Re: [PATCH] ext4: use private version of page_zero_new_buffers() for data=journal mode

public inbox for linux-fsdevel@vger.kernel.org
 help / color / mirror / Atom feed

From: Dave Hansen <dave.hansen@intel.com>
To: Mateusz Guzik <mjguzik@gmail.com>,
	Linus Torvalds <torvalds@linux-foundation.org>
Cc: Theodore Ts'o <tytso@mit.edu>,
	Ext4 Developers List <linux-ext4@vger.kernel.org>,
	Linux Kernel Developers List <linux-kernel@vger.kernel.org>,
	akpm@linux-foundation.org, linux-fsdevel@vger.kernel.org
Subject: Re: [PATCH] ext4: use private version of page_zero_new_buffers() for data=journal mode
Date: Mon, 27 Jan 2025 12:52:51 -0800	[thread overview]
Message-ID: <76b80fff-0f62-4708-95e6-87de272f35a5@intel.com> (raw)
In-Reply-To: <CAGudoHHyEQ1swCJkFDicb8hYYSMCXyMUcRVrtWkbeYwSChCmpQ@mail.gmail.com>

[-- Attachment #1: Type: text/plain, Size: 1557 bytes --]
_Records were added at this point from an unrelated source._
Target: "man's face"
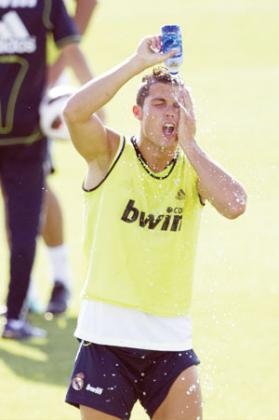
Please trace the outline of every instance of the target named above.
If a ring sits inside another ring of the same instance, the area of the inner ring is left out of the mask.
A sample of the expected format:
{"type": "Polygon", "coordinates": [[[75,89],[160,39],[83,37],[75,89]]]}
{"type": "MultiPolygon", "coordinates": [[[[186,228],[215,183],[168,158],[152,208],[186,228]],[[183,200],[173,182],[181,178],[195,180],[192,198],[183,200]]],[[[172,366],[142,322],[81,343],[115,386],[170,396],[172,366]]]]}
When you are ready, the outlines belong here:
{"type": "Polygon", "coordinates": [[[141,109],[141,133],[153,144],[173,148],[177,144],[179,87],[165,83],[150,86],[141,109]]]}

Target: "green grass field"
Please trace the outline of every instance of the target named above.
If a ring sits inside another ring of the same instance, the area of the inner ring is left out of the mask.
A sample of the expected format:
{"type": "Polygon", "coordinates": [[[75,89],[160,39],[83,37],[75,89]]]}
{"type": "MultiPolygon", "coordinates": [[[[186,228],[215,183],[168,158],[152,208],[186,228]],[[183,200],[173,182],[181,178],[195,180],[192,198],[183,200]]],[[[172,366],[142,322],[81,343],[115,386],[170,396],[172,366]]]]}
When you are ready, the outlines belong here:
{"type": "MultiPolygon", "coordinates": [[[[209,205],[203,215],[192,315],[205,420],[279,420],[279,199],[274,190],[279,182],[278,21],[278,0],[107,0],[100,1],[84,44],[99,74],[132,53],[144,35],[157,33],[162,24],[179,23],[197,139],[249,195],[247,212],[239,220],[225,220],[209,205]]],[[[130,109],[138,81],[131,81],[107,107],[108,123],[126,134],[137,130],[130,109]]],[[[80,185],[85,165],[70,144],[57,143],[54,154],[58,172],[51,184],[65,212],[75,293],[66,318],[33,319],[48,330],[47,339],[0,340],[1,420],[79,419],[63,399],[77,348],[72,334],[82,284],[80,185]]],[[[8,272],[3,217],[1,223],[3,301],[8,272]]],[[[44,301],[48,276],[39,242],[35,278],[44,301]]],[[[136,406],[132,420],[145,419],[136,406]]]]}

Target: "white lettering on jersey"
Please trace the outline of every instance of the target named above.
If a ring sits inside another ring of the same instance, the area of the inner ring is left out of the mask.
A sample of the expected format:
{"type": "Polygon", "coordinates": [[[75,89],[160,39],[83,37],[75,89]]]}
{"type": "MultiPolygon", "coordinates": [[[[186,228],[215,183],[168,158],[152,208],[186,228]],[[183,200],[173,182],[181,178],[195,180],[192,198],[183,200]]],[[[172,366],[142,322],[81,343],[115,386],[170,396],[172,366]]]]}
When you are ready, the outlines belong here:
{"type": "Polygon", "coordinates": [[[17,12],[6,13],[0,21],[0,54],[32,54],[35,51],[36,38],[29,34],[17,12]]]}
{"type": "Polygon", "coordinates": [[[0,7],[36,7],[38,0],[0,0],[0,7]]]}

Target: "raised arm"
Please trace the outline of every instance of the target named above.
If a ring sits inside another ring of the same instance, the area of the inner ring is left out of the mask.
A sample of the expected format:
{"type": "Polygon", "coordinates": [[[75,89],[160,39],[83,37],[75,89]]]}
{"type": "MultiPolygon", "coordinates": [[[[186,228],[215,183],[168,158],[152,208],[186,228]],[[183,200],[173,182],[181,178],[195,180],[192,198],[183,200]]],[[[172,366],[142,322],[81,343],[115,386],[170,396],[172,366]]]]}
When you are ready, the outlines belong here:
{"type": "Polygon", "coordinates": [[[97,160],[99,166],[108,169],[119,145],[119,136],[108,130],[95,113],[103,107],[118,90],[144,69],[170,57],[159,53],[160,36],[146,37],[136,52],[119,66],[101,77],[93,79],[70,98],[64,117],[72,141],[87,162],[97,160]]]}
{"type": "Polygon", "coordinates": [[[189,92],[182,88],[180,102],[179,143],[198,175],[198,191],[223,216],[234,219],[246,208],[246,193],[195,141],[195,115],[189,92]]]}

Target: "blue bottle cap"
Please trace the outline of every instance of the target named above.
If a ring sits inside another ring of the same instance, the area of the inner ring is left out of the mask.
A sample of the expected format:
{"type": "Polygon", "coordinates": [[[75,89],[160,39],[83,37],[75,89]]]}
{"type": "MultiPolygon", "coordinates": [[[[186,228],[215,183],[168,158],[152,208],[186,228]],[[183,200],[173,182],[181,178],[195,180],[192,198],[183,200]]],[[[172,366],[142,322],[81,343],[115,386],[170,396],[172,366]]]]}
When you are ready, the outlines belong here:
{"type": "Polygon", "coordinates": [[[179,25],[164,25],[161,27],[163,32],[179,32],[180,27],[179,25]]]}

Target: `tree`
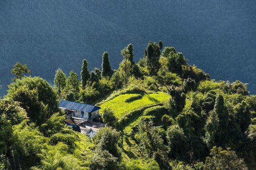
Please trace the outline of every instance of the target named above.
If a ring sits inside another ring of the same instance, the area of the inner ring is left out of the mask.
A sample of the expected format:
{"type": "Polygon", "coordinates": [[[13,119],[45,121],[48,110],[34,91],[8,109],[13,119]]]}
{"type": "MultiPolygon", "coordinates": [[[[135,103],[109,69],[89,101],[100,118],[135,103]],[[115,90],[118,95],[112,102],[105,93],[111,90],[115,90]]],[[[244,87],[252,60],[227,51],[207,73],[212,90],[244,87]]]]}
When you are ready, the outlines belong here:
{"type": "Polygon", "coordinates": [[[11,70],[11,73],[14,74],[15,77],[12,79],[12,81],[15,81],[17,79],[21,79],[23,74],[30,73],[30,70],[28,70],[26,65],[22,65],[19,62],[16,62],[13,66],[13,69],[11,70]]]}
{"type": "Polygon", "coordinates": [[[163,42],[162,41],[158,41],[158,46],[159,47],[159,48],[160,48],[160,49],[163,48],[163,42]]]}
{"type": "Polygon", "coordinates": [[[224,146],[228,140],[227,133],[229,114],[227,108],[225,105],[224,99],[221,94],[218,94],[216,98],[213,111],[217,114],[219,120],[216,142],[221,146],[224,146]]]}
{"type": "Polygon", "coordinates": [[[160,68],[159,61],[161,54],[160,47],[159,45],[150,41],[145,49],[144,57],[146,59],[146,65],[150,75],[156,75],[160,68]]]}
{"type": "Polygon", "coordinates": [[[161,169],[169,169],[167,157],[169,150],[163,143],[162,130],[160,127],[153,126],[151,121],[141,121],[135,139],[140,143],[138,149],[142,156],[154,159],[161,169]]]}
{"type": "Polygon", "coordinates": [[[183,66],[188,65],[185,57],[181,53],[170,53],[168,58],[167,66],[169,71],[182,75],[183,66]]]}
{"type": "Polygon", "coordinates": [[[230,148],[224,150],[221,147],[215,146],[211,150],[210,155],[211,157],[206,158],[204,170],[247,170],[243,159],[239,158],[230,148]]]}
{"type": "Polygon", "coordinates": [[[251,123],[251,113],[249,106],[246,102],[243,100],[235,107],[236,117],[237,124],[240,127],[241,131],[244,132],[251,123]]]}
{"type": "Polygon", "coordinates": [[[119,133],[111,127],[99,128],[93,138],[93,142],[97,148],[106,150],[114,156],[120,158],[120,153],[117,149],[117,142],[120,137],[119,133]]]}
{"type": "Polygon", "coordinates": [[[221,131],[226,130],[228,125],[228,111],[221,94],[218,94],[216,98],[213,111],[218,115],[221,131]]]}
{"type": "MultiPolygon", "coordinates": [[[[171,96],[169,103],[173,113],[182,110],[186,104],[186,94],[182,88],[171,85],[168,89],[168,94],[171,96]]],[[[175,117],[177,115],[173,115],[175,117]]]]}
{"type": "Polygon", "coordinates": [[[38,125],[44,122],[47,116],[46,107],[38,101],[38,96],[36,88],[30,90],[24,85],[19,86],[12,96],[14,101],[20,102],[20,106],[25,109],[30,120],[38,125]]]}
{"type": "Polygon", "coordinates": [[[106,107],[103,109],[102,120],[108,126],[114,128],[116,125],[117,119],[114,114],[113,111],[106,107]]]}
{"type": "Polygon", "coordinates": [[[190,78],[184,79],[183,82],[183,88],[185,93],[190,91],[195,91],[196,83],[195,81],[190,78]]]}
{"type": "Polygon", "coordinates": [[[133,54],[133,46],[132,44],[129,44],[127,46],[127,49],[129,51],[129,54],[130,54],[129,57],[129,60],[131,62],[131,64],[132,66],[135,64],[135,62],[134,61],[134,54],[133,54]]]}
{"type": "Polygon", "coordinates": [[[165,47],[161,53],[161,57],[166,58],[169,56],[170,53],[172,52],[172,54],[176,54],[177,52],[175,48],[173,47],[165,47]]]}
{"type": "Polygon", "coordinates": [[[112,82],[113,82],[113,86],[116,91],[117,91],[118,87],[121,85],[122,79],[119,71],[116,70],[114,71],[114,73],[111,77],[112,82]]]}
{"type": "Polygon", "coordinates": [[[102,55],[102,75],[103,76],[109,76],[111,74],[111,70],[108,58],[108,52],[104,52],[102,55]]]}
{"type": "Polygon", "coordinates": [[[86,86],[87,81],[89,79],[90,74],[90,71],[88,70],[87,68],[88,62],[86,60],[84,59],[83,60],[83,64],[82,65],[82,68],[81,71],[81,80],[82,88],[84,89],[86,86]]]}
{"type": "Polygon", "coordinates": [[[58,96],[52,87],[47,81],[39,77],[25,76],[21,79],[17,79],[15,83],[8,86],[6,97],[12,98],[14,93],[19,86],[26,85],[30,90],[37,89],[38,101],[42,102],[45,105],[48,105],[49,118],[52,113],[58,112],[58,96]]]}
{"type": "Polygon", "coordinates": [[[217,132],[218,129],[219,120],[218,115],[214,111],[209,112],[205,129],[205,134],[203,140],[209,149],[211,149],[215,145],[215,139],[217,132]]]}
{"type": "Polygon", "coordinates": [[[59,99],[61,99],[61,90],[66,86],[67,77],[66,74],[60,68],[58,68],[55,72],[56,73],[54,76],[54,79],[53,80],[54,87],[57,89],[59,99]]]}
{"type": "Polygon", "coordinates": [[[128,82],[128,79],[131,75],[131,63],[129,60],[130,54],[126,47],[121,50],[121,54],[123,57],[123,60],[119,65],[119,69],[125,85],[128,82]]]}
{"type": "Polygon", "coordinates": [[[117,158],[106,150],[96,149],[91,159],[90,169],[93,170],[117,170],[117,158]]]}
{"type": "Polygon", "coordinates": [[[70,72],[69,76],[67,79],[66,91],[67,93],[73,92],[75,98],[77,99],[79,91],[80,82],[78,79],[78,75],[73,70],[70,72]]]}
{"type": "Polygon", "coordinates": [[[90,83],[91,85],[94,82],[98,83],[101,79],[101,71],[99,68],[94,68],[94,70],[91,71],[90,83]]]}
{"type": "Polygon", "coordinates": [[[187,140],[183,130],[177,125],[169,127],[166,131],[166,139],[172,157],[183,158],[186,155],[184,148],[187,140]]]}

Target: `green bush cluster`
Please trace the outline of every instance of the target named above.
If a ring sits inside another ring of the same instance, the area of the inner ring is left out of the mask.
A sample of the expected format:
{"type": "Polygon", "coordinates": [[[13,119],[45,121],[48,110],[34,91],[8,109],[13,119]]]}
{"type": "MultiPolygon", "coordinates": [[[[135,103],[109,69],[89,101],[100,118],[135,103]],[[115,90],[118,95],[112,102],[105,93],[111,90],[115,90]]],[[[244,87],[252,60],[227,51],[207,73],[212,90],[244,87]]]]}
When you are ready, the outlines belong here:
{"type": "Polygon", "coordinates": [[[142,98],[142,95],[141,94],[137,94],[136,96],[128,97],[127,99],[125,100],[125,102],[131,102],[138,99],[141,99],[142,98]]]}

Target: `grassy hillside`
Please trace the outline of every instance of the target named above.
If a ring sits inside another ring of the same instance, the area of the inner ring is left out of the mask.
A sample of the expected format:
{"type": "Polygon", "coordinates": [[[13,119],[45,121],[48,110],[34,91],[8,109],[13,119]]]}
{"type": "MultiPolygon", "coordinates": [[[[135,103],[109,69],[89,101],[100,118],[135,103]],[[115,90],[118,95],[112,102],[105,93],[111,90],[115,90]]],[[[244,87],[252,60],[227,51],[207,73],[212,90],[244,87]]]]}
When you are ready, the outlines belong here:
{"type": "Polygon", "coordinates": [[[120,119],[122,116],[129,111],[140,108],[143,106],[158,103],[163,101],[167,100],[170,97],[169,94],[162,92],[143,94],[141,99],[139,99],[131,102],[125,102],[128,98],[136,96],[137,94],[123,94],[108,101],[100,105],[102,109],[100,110],[100,114],[102,113],[104,108],[108,106],[112,109],[115,115],[120,119]]]}

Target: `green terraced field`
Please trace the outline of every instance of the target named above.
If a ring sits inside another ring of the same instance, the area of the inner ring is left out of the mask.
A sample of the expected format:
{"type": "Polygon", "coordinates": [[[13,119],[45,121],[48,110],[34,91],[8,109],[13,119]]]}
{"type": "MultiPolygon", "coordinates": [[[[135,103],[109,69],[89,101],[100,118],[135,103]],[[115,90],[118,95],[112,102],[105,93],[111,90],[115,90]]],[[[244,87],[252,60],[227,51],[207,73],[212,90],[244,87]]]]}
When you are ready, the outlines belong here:
{"type": "Polygon", "coordinates": [[[100,114],[102,113],[105,107],[108,106],[114,112],[118,118],[125,113],[143,106],[160,103],[169,99],[170,95],[163,92],[144,94],[141,99],[130,102],[125,102],[128,97],[135,96],[137,94],[124,94],[120,95],[114,99],[108,101],[101,105],[100,114]]]}

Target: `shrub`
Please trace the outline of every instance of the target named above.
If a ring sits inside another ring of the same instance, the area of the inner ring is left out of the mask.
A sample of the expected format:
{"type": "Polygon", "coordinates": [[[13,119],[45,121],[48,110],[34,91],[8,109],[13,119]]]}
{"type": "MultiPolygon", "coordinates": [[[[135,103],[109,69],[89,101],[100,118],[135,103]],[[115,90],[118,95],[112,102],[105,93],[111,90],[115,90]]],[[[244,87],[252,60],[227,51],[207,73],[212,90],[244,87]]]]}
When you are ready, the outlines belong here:
{"type": "Polygon", "coordinates": [[[127,99],[125,99],[125,102],[131,102],[138,99],[141,99],[142,98],[142,95],[141,94],[138,94],[136,96],[128,97],[127,99]]]}

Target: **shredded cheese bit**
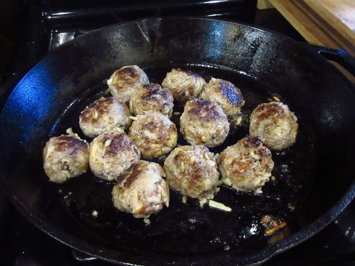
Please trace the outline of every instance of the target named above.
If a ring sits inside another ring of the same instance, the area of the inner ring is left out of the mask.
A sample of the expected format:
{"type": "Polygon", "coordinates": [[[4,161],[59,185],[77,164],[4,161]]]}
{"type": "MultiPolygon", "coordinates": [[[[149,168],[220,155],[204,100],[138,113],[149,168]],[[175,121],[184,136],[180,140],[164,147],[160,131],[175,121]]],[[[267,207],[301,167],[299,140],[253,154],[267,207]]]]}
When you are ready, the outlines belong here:
{"type": "Polygon", "coordinates": [[[282,222],[281,223],[279,224],[277,224],[277,225],[272,227],[271,228],[269,229],[267,229],[267,230],[265,230],[265,234],[266,235],[271,235],[271,234],[274,233],[275,232],[277,231],[279,229],[285,227],[286,226],[287,224],[286,223],[286,222],[282,222]]]}
{"type": "Polygon", "coordinates": [[[106,147],[108,147],[109,146],[110,146],[110,144],[111,144],[111,141],[112,141],[112,139],[106,140],[106,141],[105,141],[105,146],[106,147]]]}
{"type": "Polygon", "coordinates": [[[74,135],[74,132],[73,132],[73,129],[72,128],[69,128],[67,129],[66,130],[65,130],[65,132],[68,135],[74,135]]]}
{"type": "Polygon", "coordinates": [[[212,200],[209,200],[209,201],[208,201],[208,206],[211,208],[214,208],[222,211],[225,211],[228,212],[232,211],[232,209],[231,208],[226,206],[223,203],[217,202],[217,201],[215,201],[212,200]]]}

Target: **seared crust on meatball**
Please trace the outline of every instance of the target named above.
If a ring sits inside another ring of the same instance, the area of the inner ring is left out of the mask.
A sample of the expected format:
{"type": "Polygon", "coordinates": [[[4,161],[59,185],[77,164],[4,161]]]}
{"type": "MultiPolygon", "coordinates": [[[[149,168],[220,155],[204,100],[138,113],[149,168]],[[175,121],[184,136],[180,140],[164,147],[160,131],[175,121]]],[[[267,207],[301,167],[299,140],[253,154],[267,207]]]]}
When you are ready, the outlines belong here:
{"type": "Polygon", "coordinates": [[[201,205],[219,191],[220,173],[213,153],[204,146],[185,145],[174,149],[164,163],[170,187],[198,199],[201,205]]]}
{"type": "Polygon", "coordinates": [[[233,83],[214,78],[203,86],[200,97],[217,102],[230,118],[239,113],[244,103],[240,90],[233,83]]]}
{"type": "Polygon", "coordinates": [[[138,161],[140,153],[121,129],[106,131],[95,138],[90,145],[89,163],[97,177],[116,179],[138,161]]]}
{"type": "Polygon", "coordinates": [[[226,148],[217,159],[222,181],[234,189],[261,193],[269,180],[274,162],[259,136],[247,136],[226,148]]]}
{"type": "Polygon", "coordinates": [[[163,168],[155,163],[138,161],[117,179],[112,190],[114,206],[136,218],[157,213],[169,206],[169,186],[163,168]]]}
{"type": "Polygon", "coordinates": [[[128,102],[136,88],[149,84],[148,77],[138,66],[128,65],[116,70],[107,84],[111,94],[118,100],[128,102]]]}
{"type": "Polygon", "coordinates": [[[157,112],[171,117],[174,99],[167,89],[153,83],[139,86],[132,95],[129,107],[135,116],[157,112]]]}
{"type": "Polygon", "coordinates": [[[226,139],[229,122],[217,103],[194,99],[185,104],[180,117],[180,131],[191,145],[216,147],[226,139]]]}
{"type": "Polygon", "coordinates": [[[195,73],[173,68],[166,74],[161,85],[171,92],[175,100],[185,102],[192,96],[198,96],[205,84],[205,80],[195,73]]]}
{"type": "Polygon", "coordinates": [[[63,183],[86,172],[89,143],[77,134],[51,138],[43,149],[43,168],[49,180],[63,183]]]}
{"type": "Polygon", "coordinates": [[[137,116],[129,128],[129,137],[143,157],[161,157],[176,145],[178,130],[166,116],[149,112],[137,116]]]}
{"type": "Polygon", "coordinates": [[[261,136],[269,148],[285,149],[296,142],[297,118],[282,102],[262,103],[252,113],[249,130],[252,136],[261,136]]]}
{"type": "Polygon", "coordinates": [[[81,112],[79,126],[86,136],[94,138],[116,127],[128,127],[132,123],[130,115],[124,102],[113,97],[102,97],[81,112]]]}

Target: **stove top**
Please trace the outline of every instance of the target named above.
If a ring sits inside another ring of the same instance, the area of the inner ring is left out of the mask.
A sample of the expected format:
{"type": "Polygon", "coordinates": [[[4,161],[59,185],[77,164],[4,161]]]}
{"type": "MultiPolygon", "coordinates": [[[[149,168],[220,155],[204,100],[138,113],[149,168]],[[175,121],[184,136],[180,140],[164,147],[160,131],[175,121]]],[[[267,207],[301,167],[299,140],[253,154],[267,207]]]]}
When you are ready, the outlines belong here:
{"type": "MultiPolygon", "coordinates": [[[[14,85],[49,51],[93,29],[150,16],[214,17],[263,27],[304,42],[275,9],[259,10],[255,1],[26,1],[18,45],[0,83],[0,106],[14,85]]],[[[266,265],[355,265],[355,201],[315,236],[275,255],[266,265]]],[[[0,261],[3,265],[109,265],[71,249],[28,221],[0,189],[0,261]]]]}

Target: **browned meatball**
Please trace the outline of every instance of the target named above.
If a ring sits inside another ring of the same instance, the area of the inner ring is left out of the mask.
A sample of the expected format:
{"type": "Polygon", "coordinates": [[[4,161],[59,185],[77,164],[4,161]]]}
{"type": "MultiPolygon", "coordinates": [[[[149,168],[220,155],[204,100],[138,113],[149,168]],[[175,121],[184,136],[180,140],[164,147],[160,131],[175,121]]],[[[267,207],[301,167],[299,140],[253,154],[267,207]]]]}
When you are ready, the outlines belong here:
{"type": "Polygon", "coordinates": [[[166,74],[161,85],[172,93],[174,99],[185,102],[192,96],[197,96],[206,84],[200,76],[189,71],[173,68],[166,74]]]}
{"type": "Polygon", "coordinates": [[[222,181],[236,190],[261,193],[274,162],[260,137],[247,136],[225,148],[217,159],[222,181]]]}
{"type": "Polygon", "coordinates": [[[131,111],[135,115],[157,112],[169,118],[172,114],[174,99],[167,89],[159,84],[146,84],[140,86],[132,95],[129,102],[131,111]]]}
{"type": "Polygon", "coordinates": [[[91,172],[103,179],[116,179],[138,161],[140,153],[121,129],[106,131],[95,138],[90,146],[91,172]]]}
{"type": "Polygon", "coordinates": [[[114,72],[109,80],[111,94],[118,100],[128,102],[136,88],[149,84],[146,73],[136,65],[123,66],[114,72]]]}
{"type": "Polygon", "coordinates": [[[77,134],[51,138],[43,149],[43,168],[50,181],[63,183],[86,172],[89,143],[77,134]]]}
{"type": "Polygon", "coordinates": [[[183,195],[197,198],[203,205],[219,191],[220,173],[214,155],[201,145],[174,149],[164,163],[170,188],[183,195]]]}
{"type": "Polygon", "coordinates": [[[249,130],[253,136],[261,136],[270,149],[282,149],[296,142],[297,118],[282,102],[262,103],[252,113],[249,130]]]}
{"type": "Polygon", "coordinates": [[[191,145],[212,147],[225,141],[229,122],[217,103],[201,99],[188,101],[180,117],[180,131],[191,145]]]}
{"type": "Polygon", "coordinates": [[[163,168],[155,163],[138,161],[117,179],[112,190],[114,206],[136,218],[157,213],[169,206],[169,186],[163,168]]]}
{"type": "Polygon", "coordinates": [[[214,78],[203,87],[200,97],[217,102],[230,118],[238,116],[244,103],[240,90],[233,83],[214,78]]]}
{"type": "Polygon", "coordinates": [[[102,97],[81,112],[79,126],[86,136],[94,138],[116,127],[128,127],[132,123],[130,115],[124,102],[113,97],[102,97]]]}
{"type": "Polygon", "coordinates": [[[174,148],[178,141],[175,124],[159,112],[137,116],[129,128],[129,135],[147,159],[164,156],[174,148]]]}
On 1/26/25 14:45, Mateusz Guzik wrote:
>>
>> So if you don't get around to it, and _if_ I remember this when the
>> merge window is open, I might do it in my local tree, but then it will
>> end up being too late for this merge window.
>>
> The to-be-unreverted change was written by Dave (cc'ed).
> 
> I had a brief chat with him on irc, he said he is going to submit an
> updated patch.

I poked at it a bit today. There's obviously been the page=>folio churn
and also iov_iter_fault_in_readable() got renamed and got some slightly
new semantics.

Additionally, I'm doubting the explicit pagefault_disable(). The
original patch did this:

+      pagefault_disable();
       copied = iov_iter_copy_from_user_atomic(page, i, offset, bytes);
+      pagefault_enable();

and the modern generic_perform_write() is using:

       copied = copy_folio_from_iter_atomic(folio, offset, bytes, i);

But the "atomic" copy is using kmap_atomic() internally which has a
built-in pagefault_disable(). It wouldn't be super atomic if it were
handling page faults of course.

So I don't think generic_perform_write() needs to do its own
pagefault_disable().

I actually still had the original decade-old test case sitting around
compiled on my test box. It still triggers the issue and _will_ livelock
if fault_in_iov_iter_readable() isn't called somewhere.

Anyway, here's a patch that compiles, boots and doesn't immediately fall
over on ext4 in case anyone else wants to poke at it. I'll do a real
changelog, SoB, etc.... and send it out for real tomorrow if it holds up.

[-- Attachment #2: generic_perform_write-1.patch --]
[-- Type: text/x-patch, Size: 1692 bytes --]


index 4f476411a9a2d..98b37e4c6d43c 100644

---

 b/mm/filemap.c |   25 ++++++++++++++-----------
 1 file changed, 14 insertions(+), 11 deletions(-)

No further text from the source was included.